The Militant (logo)  

Vol. 76/No. 40      November 5, 2012

 
US Navy seeks to drop cleanup
of Vieques bombing site
 
BY SETH GALINSKY  
Nine years after it was forced by years of protests to stop using the Puerto Rican island of Vieques as a bombing range and munitions disposal site, the U.S. Navy is proposing to fence off some of the contaminated areas instead of cleaning them up.

For more than six decades the Navy used a one-square-mile area on the eastern edge of the 20-mile-long island as a bombing range. It also maintained other military facilities on the 25,000 acres it had confiscated, much of it from local farmers and fishermen, including about 400 acres on the western edge that it used to bury or blow up munitions.

On May 1, 2003, the day after the Navy officially ended its military exercises there, thousands poured into the streets of Vieques to celebrate. The successful fight to kick the Navy out was an example and inspiration for all those who opposed the U.S. colonial domination of Puerto Rico.

The Navy sites were not returned to the people of Vieques, but turned over to the U.S. Department of Interior.

The U.S. Health Department admits that there is an abnormally high rate of cancer and other diseases on the island, but denies this has anything to do with the toxic substances, including depleted uranium, dumped by the Navy.

The U.S. Navy and the U.S. Environmental Protection Agency are now recommending that no cleanup be performed on close to 300 acres of the site on the western edge of the island, and propose instead that the contaminated area—which includes unexploded munitions—be fenced off with barb wire and warning signs.

“They should complete the cleanup and turn over the land the way they found it,” said Ismael Guadalupe, a longtime leader of the fight against the Navy occupation.

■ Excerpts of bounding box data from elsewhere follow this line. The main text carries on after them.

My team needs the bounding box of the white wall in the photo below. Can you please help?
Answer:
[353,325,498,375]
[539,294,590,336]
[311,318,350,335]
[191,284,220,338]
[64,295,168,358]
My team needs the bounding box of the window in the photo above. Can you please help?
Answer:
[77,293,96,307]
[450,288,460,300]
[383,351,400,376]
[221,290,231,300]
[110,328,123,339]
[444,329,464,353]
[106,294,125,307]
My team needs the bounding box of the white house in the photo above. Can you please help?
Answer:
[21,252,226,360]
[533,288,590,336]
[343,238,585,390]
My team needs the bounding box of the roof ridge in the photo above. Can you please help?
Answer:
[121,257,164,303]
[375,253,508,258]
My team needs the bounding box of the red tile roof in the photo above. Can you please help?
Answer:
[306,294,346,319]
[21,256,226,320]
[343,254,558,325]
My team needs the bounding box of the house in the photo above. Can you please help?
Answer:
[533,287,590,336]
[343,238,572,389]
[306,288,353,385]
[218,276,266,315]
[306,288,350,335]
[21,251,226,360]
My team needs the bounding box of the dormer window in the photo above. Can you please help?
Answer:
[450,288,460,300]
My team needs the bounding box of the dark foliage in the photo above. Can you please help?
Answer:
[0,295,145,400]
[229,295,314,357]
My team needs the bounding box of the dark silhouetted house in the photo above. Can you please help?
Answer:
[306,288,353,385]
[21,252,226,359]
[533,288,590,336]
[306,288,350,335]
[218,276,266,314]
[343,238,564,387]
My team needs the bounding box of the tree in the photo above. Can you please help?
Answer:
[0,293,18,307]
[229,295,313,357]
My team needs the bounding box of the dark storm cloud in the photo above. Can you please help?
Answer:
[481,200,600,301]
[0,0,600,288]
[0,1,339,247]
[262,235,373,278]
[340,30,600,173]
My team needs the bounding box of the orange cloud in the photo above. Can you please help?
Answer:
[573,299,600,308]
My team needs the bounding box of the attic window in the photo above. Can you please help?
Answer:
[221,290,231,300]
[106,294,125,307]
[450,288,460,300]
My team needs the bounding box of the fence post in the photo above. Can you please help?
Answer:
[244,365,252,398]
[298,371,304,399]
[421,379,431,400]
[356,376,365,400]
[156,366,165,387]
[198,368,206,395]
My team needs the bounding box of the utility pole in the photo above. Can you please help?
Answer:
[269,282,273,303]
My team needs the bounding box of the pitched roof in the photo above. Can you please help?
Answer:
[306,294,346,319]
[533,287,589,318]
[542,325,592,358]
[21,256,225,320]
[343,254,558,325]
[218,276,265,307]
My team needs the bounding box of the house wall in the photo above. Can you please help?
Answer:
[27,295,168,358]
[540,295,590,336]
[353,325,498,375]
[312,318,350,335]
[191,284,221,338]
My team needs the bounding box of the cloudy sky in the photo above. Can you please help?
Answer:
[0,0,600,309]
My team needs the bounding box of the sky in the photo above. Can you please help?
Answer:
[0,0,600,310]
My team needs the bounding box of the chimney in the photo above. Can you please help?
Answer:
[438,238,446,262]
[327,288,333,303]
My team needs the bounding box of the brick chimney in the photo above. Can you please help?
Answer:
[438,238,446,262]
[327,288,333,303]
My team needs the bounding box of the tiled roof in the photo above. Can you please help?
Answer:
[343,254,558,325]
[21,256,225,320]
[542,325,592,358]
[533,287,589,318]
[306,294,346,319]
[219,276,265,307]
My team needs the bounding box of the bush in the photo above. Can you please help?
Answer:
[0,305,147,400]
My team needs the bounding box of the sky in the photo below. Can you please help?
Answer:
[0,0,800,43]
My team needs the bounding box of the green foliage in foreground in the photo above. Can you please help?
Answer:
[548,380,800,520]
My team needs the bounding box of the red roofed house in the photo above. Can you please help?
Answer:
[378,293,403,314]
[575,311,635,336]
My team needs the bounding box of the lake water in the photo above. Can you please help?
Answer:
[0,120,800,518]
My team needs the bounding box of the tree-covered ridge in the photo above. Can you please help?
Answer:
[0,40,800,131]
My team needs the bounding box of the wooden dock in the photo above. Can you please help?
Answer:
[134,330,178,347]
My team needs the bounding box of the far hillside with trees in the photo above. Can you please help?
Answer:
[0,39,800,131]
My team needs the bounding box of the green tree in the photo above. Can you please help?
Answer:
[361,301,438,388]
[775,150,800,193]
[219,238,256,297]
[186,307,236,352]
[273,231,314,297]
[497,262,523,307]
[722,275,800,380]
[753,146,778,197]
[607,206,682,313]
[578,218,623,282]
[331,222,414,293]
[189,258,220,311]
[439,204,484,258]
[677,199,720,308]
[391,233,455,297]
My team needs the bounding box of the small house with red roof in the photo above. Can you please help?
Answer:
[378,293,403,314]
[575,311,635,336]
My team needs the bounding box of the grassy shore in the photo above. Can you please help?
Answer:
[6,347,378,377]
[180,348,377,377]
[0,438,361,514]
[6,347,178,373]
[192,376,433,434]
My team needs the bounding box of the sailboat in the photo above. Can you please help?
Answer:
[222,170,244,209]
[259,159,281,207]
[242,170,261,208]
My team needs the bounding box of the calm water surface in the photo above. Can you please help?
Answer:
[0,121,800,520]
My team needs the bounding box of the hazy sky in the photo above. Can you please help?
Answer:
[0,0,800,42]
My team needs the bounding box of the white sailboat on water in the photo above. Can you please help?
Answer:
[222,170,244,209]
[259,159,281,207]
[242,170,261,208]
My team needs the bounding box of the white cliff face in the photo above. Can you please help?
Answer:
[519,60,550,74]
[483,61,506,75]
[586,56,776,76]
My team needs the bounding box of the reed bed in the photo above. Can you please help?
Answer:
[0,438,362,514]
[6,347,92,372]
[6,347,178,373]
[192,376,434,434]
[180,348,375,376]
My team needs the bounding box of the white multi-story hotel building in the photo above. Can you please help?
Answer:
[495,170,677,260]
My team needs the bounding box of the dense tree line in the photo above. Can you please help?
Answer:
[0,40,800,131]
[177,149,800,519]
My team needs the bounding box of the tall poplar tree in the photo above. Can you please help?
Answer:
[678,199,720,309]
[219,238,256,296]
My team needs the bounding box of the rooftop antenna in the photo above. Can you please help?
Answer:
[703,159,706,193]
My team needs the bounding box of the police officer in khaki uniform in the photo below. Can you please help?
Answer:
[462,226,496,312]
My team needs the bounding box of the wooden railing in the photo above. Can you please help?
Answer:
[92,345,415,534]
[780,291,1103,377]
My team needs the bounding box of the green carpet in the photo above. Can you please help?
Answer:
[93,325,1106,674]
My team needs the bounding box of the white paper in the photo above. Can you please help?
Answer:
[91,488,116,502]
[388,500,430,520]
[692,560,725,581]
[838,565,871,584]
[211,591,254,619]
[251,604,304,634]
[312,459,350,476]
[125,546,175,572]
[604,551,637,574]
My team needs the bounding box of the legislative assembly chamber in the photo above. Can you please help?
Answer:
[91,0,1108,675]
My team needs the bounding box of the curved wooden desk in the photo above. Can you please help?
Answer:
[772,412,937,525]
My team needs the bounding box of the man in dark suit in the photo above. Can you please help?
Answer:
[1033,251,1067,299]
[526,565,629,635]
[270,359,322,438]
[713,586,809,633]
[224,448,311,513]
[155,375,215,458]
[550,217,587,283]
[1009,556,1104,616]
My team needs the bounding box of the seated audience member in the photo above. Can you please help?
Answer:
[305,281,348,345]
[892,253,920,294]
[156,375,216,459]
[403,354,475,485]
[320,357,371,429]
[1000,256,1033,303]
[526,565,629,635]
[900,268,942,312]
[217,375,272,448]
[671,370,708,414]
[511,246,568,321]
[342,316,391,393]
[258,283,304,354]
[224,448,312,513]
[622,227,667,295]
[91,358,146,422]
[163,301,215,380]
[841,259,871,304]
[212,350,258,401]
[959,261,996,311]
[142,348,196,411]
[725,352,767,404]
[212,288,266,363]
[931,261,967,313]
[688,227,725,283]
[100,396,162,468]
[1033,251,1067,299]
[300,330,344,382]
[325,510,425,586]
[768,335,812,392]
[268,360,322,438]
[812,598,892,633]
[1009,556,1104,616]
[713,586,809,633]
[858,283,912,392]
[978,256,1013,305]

“Their plan implies that they are never going to finish the cleanup on the larger site” on the eastern edge of the island either, Guadalupe said, “including thousands of bombs on the sea floor.”

Even community members of the Navy’s Restoration Advisory Board have rejected the Navy’s recommendation. A final decision has not been made.

“We have no power, we are not a sovereign country,” Guadalupe said.

Removing all the munitions “would destroy beneficial habitat” for wildlife, claimed Navy spokesperson James Brantley in response to questions from the Militant Oct. 16, adding that it would cost an initial $57 million.

When asked if the Navy planned to limit the cleanup on the bigger areas around the old bombing range in the same fashion, he said there would be “remedies in place by 2022.”